The Management Board of INPRO SA (the “Issuer”, “Company”) with its registered office in Gdańsk informs that on 27June 2024 the Company signed working capital agreement No. 10/030/24/Z/OB with mBank SA with its registered office in Warsaw (“mBank,” the “Bank”) on the following conditions:

  1. Object of the agreement: financing and refinancing of the costs of construction of the “Optima – Stage VIII” project (hereinafter the Project Task) within the OPTIMA Property Development Project. 
  2. Significant conditions of the agreement: The agreement between the Company and the Bank contains standard provisions and is a typical agreement concluded in transactions of that type. The agreement contains, without limitation, the following provisions:
    1. Credit amount: up to PLN 22,600,000.00.
    2. The financial conditions do not deviate from those commonly used for that type of agreements: the credit interest rate is based on 1 M WIBOR + the Bank's margin; there is a credit facility fee, and a handling fee.
    3. Drawings: following compliance with drawing conditions in tranches, on the prefinancing basis. 
    4. Credit transaction period: until 30/06/2026.
    5. Repayment conditions: the principal repaid in 12 equal monthly instalments commencing from 31/07/2025; interest repaid on a monthly basis. Each release from the open housing trust account of the funds paid in relation to the sale of premises on the project financed by the credit shall be allocated in the following way: 93% of the payment towards the premature repayment of the credit (the repayment of the first principal instalments, also during the drawing period), 7% to the Company's current account kept by the Bank.
    6. In addition to establishing legal security for credit repayment and the payment of the fee, the credit launch conditions will include: documenting the borrower's contribution in the amount of PLN 7,561,900.00 comprising the value of land and part of the costs/expenditure of the Project Task described above, documenting the advance sales on the Project Task at the level of 20 % of the floor area of the units in total (property development agreements + the payment of the 1st instalment of a minimum 10% of the price of the unit) and documenting the preliminary sale of the previous Optima – Stage VII project task at the level of 50 % of the total floor area of the units.
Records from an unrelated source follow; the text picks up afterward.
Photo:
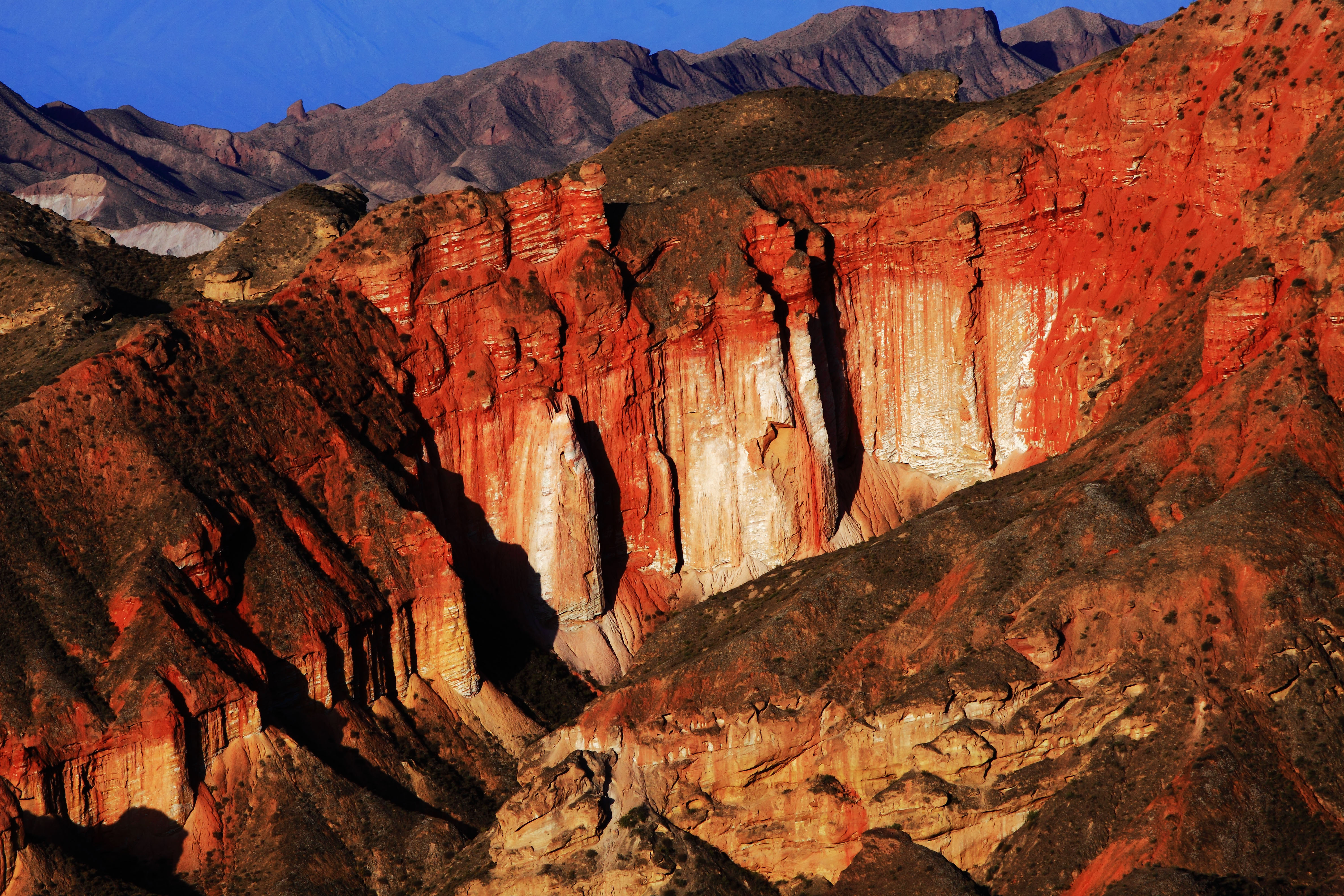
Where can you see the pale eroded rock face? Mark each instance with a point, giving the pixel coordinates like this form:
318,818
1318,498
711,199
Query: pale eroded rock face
998,307
931,84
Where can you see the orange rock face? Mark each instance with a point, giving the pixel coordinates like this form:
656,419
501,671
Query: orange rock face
246,543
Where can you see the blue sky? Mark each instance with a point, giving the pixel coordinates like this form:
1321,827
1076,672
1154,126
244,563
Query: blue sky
238,64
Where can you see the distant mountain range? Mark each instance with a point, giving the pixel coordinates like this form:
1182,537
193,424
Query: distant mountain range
507,123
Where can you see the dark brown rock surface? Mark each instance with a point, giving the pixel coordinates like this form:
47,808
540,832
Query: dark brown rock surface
495,127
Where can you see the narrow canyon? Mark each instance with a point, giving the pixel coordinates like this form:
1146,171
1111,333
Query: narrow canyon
968,518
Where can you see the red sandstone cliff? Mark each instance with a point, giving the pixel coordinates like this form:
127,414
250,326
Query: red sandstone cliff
238,544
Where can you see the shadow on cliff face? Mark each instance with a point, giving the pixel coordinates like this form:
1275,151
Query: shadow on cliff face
285,705
512,628
611,522
837,398
142,848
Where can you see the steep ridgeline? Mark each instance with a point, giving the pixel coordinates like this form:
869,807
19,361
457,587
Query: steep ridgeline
495,127
1119,671
261,562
As regards establishing a mortgage in favour of the Bank, the confirmation of filing at a court of a paid-for application for the entry of the mortgage and the payment of relevant civil law transaction tax are the credit launch conditions, too. 
  3. Legal security for credit repayment:
  1. A contractual real estate mortgage up total to PLN 33,900,000 in favour of mBank SA on land located in Gdańsk, Jasińskiego Street, for which land the Gdańsk-North District Court in Gdańsk, 3rd Land and Mortgage Register Division, maintains land and mortgage register No. GD1G/00297633/7 – to secure the repayment of the principal amount and secondary liabilities: bank commissions, interest, and debt collection and enforcement costs. 
  2. Assignment of rights following from the insurance agreement for the real estate being credited in favour of the Bank.  
  3. A blank promissory note with a promissory note declaration.

 

  1. Additional conditions: from the date of the conclusion of the credit agreement, the funds from the sale of the premises at the project being credited and not covered by the Property Development Act (the Act of 20 May 2021 on the protection of the rights of the acquirer of residential premises or a single-family house and on the Developers’ Guarantee Fund) are to be sent to a separate revenue account; completion of construction works and procurement of the occupancy permit for the building by 30/06/2025; maintaining financial ratios specified by the Bank during the credit period. 
  2. If credit repayment is late, the Bank will collect interest on the outstanding amount for the period from the day following the deadline until the payment with reference to the interest rate for overdue credit. 
  3. The credit agreement does not contain other special conditions deviating from those commonly used in agreements of that kind or provisions pertaining to penalties, whose value would exceed 10 % of the value of that agreement or the equivalent of 200,000 euros, with reference to the average rate published for a given currency by the National Bank of Poland and binding on the date of conclusion of that agreement.

The Issuer's significance criterion for agreements is the considerable total value, on the Issuer's scale, of the object of the agreements concluded by the entities belonging to the INPRO Corporate Group with mBank SA during the last 12 months, that value being PLN 113,220,000.

Detailed legal grounds: Article 17(1) of Regulation of the European Parliament and of the Council (EU) No 596/2014 of 16 April 2014 on market abuse (the market abuse regulation) and repealing Directive 2003/6/EC of the European Parliament and of the Council and Commission Directives 2003/124/EC, 2003/125/EC and 2004/72/EC (also referred to as the MAR).